GUARANTEE (NOT TO BE USED FOR SIGNATURE GUARANTEE)

The undersigned, a firm that is a member in good standing of a recognized Medallion Program approved by the Securities Transfer Association, Inc., including the Securities Transfer Agents Medallion Program, NASDAQ OMX Group, Inc., Medallion Signature Program, the Stock Exchange Medallion Program, or an “eligible guarantor institution,” as the term is defined in Rule 17Ad-15 under the Securities Exchange Act of 1934, as amended (the “Exchange Act”), hereby guarantees (1) the above named person(s) “own(s)” the Common Shares tendered hereby within the meaning of Rule 14e-4 under the Exchange Act, (2) such tender of Common Shares complies with Rule 14e-4 under the Exchange Act and (3) it will deliver to the Depositary either the certificates representing the Common Shares tendered hereby, in proper form for transfer, or confirmation of book-entry transfer of such Common Shares into the Depositary’s account at DTC (as defined in the Offer to Purchase), in any such case, together with a properly completed and duly executed Letter of Transmittal, or a manually signed facsimile of the Letter of Transmittal, or an Agent’s Message (as defined in the Offer to Purchase) in the case of a book-entry transfer, and any required signature guarantees and other documents required by the Letter of Transmittal, within three business days (as defined in the Offer to Purchase) after the date of receipt by the Depositary of this Notice of Guaranteed Delivery.

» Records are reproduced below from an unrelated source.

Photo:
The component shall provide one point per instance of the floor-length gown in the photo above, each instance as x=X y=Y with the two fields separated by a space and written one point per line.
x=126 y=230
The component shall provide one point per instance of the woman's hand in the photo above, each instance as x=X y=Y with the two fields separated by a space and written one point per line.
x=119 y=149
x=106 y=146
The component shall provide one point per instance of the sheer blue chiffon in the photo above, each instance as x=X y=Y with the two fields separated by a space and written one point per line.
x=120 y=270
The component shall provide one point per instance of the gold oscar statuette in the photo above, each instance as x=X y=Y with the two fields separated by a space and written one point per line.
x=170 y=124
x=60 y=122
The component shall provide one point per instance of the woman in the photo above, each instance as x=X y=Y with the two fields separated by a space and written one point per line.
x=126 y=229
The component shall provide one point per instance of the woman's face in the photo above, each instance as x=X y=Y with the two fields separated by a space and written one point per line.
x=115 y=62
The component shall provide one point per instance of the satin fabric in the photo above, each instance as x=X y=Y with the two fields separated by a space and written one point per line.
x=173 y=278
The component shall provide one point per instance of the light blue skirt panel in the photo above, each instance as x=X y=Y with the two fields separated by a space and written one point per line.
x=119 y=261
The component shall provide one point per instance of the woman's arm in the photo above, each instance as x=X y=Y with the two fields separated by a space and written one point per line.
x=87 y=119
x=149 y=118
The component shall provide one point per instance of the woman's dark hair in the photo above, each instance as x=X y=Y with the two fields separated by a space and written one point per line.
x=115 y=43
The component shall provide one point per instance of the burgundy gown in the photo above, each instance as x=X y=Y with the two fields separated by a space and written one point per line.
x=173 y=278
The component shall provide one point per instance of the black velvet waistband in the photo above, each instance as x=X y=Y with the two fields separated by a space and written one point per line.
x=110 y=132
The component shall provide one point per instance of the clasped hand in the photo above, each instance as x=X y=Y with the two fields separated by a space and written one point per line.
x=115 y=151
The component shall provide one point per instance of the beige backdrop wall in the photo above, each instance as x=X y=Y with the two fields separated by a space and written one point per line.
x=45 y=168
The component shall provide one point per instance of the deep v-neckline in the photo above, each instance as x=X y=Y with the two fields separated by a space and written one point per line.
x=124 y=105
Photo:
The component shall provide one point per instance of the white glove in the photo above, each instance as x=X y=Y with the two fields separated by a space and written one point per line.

The Eligible Institution that completes this form must communicate the guarantee to the Depositary and must deliver the Letter of Transmittal and certificates for Common Shares to the Depositary within the time period shown herein. Failure to do so could result in financial loss to such Eligible Institution.

 

  Authorized Signature:      
  Date:      
  Name:      
  Title:      
  Member Firm:      
  Address:      
  Telephone:      
  Medallion Stamp:      

NOTE:

DO NOT SEND CERTIFICATES FOR COMMON SHARES WITH THIS NOTICE.

CERTIFICATES FOR COMMON SHARES SHOULD BE SENT WITH YOUR LETTER OF TRANSMITTAL.